Sunday, January 31, 2010

Birthday Cake for B

For B's birthday, I made the "Rich Chocolate Cake" from Chez Panisse Desserts. Except for the pictures at the end, the rest of this post is unapologetic plagiarism, formatting (as best as I can reproduce it) and all.

Makes one 8-inch or 9-inch cake: 1 cup plus 2 tablespoons salted butter • 7 ounces semisweet chocolate • 2 ounces bitter chocolate • 6 eggs • ¾ cup granulated sugar • 38 cup brown sugar • 38 cup cake flour • 3 tablespoons finely grated almonds • ½ teaspoon cream of tartar

The flavor of this cake depends almost completely on the chocolate, so be sure to use the best semisweet chocolate you can buy.

Butter the sides and bottom of an 8-inch or 9-inch springform pan. Line the bottom with baking parchment or waxed paper and flour the pan. Melt the butter in a large heavy-bottomed pan. Chop the chocolate in coarse pieces and add to the butter. Stir constantly over low heat until just melted and smooth; be careful not to overheat or the chocolate will turn grainy. It should not get much hotter than 115°F. Set aside.

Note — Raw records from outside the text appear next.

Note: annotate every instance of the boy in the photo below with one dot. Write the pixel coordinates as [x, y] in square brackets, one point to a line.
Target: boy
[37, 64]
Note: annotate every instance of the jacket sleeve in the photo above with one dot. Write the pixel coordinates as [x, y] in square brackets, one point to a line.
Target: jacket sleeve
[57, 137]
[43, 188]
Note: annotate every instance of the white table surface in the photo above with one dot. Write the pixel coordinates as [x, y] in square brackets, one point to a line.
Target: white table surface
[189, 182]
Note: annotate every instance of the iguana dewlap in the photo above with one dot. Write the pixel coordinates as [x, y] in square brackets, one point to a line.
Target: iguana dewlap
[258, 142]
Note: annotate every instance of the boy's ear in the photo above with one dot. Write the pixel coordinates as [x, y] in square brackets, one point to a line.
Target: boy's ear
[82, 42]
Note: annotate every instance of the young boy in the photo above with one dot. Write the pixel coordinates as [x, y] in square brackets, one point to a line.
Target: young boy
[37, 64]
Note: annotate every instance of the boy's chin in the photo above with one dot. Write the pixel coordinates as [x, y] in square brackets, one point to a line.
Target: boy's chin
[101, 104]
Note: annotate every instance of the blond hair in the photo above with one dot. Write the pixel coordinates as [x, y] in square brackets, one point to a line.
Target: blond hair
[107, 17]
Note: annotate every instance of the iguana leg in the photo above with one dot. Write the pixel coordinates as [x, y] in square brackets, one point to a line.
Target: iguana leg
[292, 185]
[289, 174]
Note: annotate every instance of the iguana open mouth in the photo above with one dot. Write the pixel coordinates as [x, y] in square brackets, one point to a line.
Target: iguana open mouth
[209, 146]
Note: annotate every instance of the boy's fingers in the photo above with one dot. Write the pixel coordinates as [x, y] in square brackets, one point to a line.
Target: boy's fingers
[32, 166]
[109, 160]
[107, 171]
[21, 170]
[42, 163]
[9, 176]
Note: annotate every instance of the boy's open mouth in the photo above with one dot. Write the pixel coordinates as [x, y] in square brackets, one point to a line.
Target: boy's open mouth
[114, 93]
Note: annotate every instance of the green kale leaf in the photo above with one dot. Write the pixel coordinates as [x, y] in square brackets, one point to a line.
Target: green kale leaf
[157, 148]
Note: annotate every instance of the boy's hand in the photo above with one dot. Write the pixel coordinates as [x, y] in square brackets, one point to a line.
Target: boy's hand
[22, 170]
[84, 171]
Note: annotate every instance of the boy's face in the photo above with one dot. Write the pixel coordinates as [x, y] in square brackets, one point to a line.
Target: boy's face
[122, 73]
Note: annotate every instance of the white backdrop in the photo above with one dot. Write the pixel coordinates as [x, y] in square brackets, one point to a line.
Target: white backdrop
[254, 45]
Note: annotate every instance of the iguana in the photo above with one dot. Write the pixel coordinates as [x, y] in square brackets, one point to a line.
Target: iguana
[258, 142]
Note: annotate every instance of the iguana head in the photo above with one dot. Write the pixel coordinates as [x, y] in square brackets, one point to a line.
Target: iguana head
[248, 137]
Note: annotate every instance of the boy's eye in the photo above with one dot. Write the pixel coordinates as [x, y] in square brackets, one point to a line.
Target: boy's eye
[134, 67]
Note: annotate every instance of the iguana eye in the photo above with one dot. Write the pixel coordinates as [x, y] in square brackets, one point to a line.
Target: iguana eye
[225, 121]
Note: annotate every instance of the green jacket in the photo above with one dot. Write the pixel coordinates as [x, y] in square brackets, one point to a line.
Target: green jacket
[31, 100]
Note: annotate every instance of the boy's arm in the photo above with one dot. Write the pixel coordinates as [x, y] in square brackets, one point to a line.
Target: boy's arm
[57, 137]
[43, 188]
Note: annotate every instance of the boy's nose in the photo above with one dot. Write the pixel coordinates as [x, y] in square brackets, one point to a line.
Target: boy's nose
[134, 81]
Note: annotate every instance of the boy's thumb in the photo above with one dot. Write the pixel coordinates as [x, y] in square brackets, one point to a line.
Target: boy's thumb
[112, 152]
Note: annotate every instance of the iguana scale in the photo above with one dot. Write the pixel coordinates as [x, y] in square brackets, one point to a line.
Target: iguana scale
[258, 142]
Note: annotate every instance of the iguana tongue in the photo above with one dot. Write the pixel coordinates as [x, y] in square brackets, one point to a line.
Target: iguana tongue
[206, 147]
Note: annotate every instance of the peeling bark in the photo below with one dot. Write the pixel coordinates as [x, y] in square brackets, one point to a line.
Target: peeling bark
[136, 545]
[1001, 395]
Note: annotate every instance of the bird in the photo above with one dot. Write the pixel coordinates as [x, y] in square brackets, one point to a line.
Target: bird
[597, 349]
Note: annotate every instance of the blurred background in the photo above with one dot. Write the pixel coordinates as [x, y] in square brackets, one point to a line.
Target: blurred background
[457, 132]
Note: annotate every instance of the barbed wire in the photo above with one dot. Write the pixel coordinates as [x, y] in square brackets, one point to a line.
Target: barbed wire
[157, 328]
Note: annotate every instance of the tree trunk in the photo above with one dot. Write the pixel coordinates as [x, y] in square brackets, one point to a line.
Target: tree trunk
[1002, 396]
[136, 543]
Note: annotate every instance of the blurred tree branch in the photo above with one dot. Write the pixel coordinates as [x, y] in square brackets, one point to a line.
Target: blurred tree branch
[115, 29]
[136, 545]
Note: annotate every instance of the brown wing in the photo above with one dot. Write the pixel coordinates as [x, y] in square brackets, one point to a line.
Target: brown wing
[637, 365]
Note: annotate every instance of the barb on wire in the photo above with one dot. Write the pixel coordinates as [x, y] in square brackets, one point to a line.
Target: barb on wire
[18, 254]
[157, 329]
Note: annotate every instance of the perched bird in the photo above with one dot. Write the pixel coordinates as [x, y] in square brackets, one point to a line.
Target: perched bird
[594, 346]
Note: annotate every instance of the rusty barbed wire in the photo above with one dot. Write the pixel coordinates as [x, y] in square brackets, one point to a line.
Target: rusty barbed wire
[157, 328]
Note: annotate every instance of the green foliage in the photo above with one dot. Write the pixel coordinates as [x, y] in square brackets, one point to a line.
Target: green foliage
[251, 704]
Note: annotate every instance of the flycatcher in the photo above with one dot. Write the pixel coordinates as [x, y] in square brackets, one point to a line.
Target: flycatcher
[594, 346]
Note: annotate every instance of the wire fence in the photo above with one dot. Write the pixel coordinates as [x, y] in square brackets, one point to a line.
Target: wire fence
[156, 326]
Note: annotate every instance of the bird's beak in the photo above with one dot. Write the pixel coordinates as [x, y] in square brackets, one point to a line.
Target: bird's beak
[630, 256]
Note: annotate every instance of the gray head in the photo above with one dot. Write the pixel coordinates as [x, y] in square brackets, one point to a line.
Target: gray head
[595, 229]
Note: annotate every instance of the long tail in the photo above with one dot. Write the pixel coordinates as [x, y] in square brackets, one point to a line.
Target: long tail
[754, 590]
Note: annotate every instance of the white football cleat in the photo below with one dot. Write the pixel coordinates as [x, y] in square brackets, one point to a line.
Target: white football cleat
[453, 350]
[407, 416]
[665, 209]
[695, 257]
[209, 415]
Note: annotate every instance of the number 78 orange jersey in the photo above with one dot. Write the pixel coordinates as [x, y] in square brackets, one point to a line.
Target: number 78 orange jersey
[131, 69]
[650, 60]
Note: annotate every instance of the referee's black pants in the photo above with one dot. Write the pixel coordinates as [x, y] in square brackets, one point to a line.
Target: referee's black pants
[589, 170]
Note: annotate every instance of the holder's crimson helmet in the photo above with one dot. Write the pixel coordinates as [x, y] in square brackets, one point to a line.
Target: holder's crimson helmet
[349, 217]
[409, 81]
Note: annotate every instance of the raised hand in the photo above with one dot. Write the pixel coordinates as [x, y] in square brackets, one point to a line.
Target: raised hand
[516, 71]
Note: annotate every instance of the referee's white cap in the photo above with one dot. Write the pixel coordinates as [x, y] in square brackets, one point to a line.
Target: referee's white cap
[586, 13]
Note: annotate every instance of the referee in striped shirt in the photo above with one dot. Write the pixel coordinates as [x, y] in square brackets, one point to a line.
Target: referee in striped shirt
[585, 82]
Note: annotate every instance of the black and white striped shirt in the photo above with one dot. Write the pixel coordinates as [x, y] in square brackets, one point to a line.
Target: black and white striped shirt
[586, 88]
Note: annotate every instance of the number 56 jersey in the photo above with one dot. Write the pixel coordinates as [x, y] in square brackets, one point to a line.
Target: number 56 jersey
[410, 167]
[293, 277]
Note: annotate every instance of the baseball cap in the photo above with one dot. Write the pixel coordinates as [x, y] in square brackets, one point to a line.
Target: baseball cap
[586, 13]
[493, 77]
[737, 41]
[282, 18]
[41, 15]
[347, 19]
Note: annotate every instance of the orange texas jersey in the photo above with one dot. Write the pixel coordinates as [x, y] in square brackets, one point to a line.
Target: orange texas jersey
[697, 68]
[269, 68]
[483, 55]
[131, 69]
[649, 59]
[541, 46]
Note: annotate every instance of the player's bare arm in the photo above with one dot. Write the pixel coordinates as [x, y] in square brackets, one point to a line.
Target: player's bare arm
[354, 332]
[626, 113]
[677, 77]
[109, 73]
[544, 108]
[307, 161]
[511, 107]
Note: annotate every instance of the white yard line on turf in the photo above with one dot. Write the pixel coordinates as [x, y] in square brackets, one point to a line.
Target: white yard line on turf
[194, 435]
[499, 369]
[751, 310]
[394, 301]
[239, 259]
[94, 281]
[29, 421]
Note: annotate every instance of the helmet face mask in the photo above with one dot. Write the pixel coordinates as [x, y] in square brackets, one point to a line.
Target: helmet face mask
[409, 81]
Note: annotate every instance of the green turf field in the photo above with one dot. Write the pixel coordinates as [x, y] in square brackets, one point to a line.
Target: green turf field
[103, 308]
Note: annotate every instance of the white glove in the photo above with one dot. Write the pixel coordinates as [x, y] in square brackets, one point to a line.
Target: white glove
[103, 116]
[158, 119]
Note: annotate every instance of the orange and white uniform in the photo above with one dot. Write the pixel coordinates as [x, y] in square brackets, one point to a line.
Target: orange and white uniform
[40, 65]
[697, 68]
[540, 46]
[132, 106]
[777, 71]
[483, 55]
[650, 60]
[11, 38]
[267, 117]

Separate the eggs and beat the sugars into the egg yolks until just mixed. Which the chocolate is still warm, which the egg mixture into it, then stir in the flour and the almonds. If the combined mixture has cooled, warm if over low heat, stirring constantly, until it is barely warm. Warm the egg whites slightly by swirling them in a bowl above a gas flame or over hot water—the whites will beat to a greater volume when warmed. Add the cream of tartar to the egg whites and beat until they look creamy and form rounded peaks: if they look at all flaky they are overbeaten. Spread the egg whites over the chocolate mixture and fold them together quickly without deflating the whites. Pour into the prepared pan and bake in a preheated 375°F oven for 30 to 40 minutes, or until the cake is completely set around the sides but still has a soft creamy circle, about 6 inches across, in the center. The cake will rise and crack around the edge and separate from the softer center. The center should wiggle just slightly when you shake the pan gently; it will continue to cook when you take it out of the oven. Cool thoroughly in the pan.

To serve the cake, turn it out, peel the paper off the bottom, and ice with chocolate icing or powder lightly with vanilla powdered sugar. The cake keeps very well, if not iced, for three or four days. Do not refrigerate or freeze, just cover the pan with foil until ready to use.

This is a synthesis of a number of French recipes for gâteau au chocolat. The cake is very good with Rum, Cognac, or Vanilla Ice Cream, or it can be served with crème Chantilly. Coffee, of course, is welcome afterward.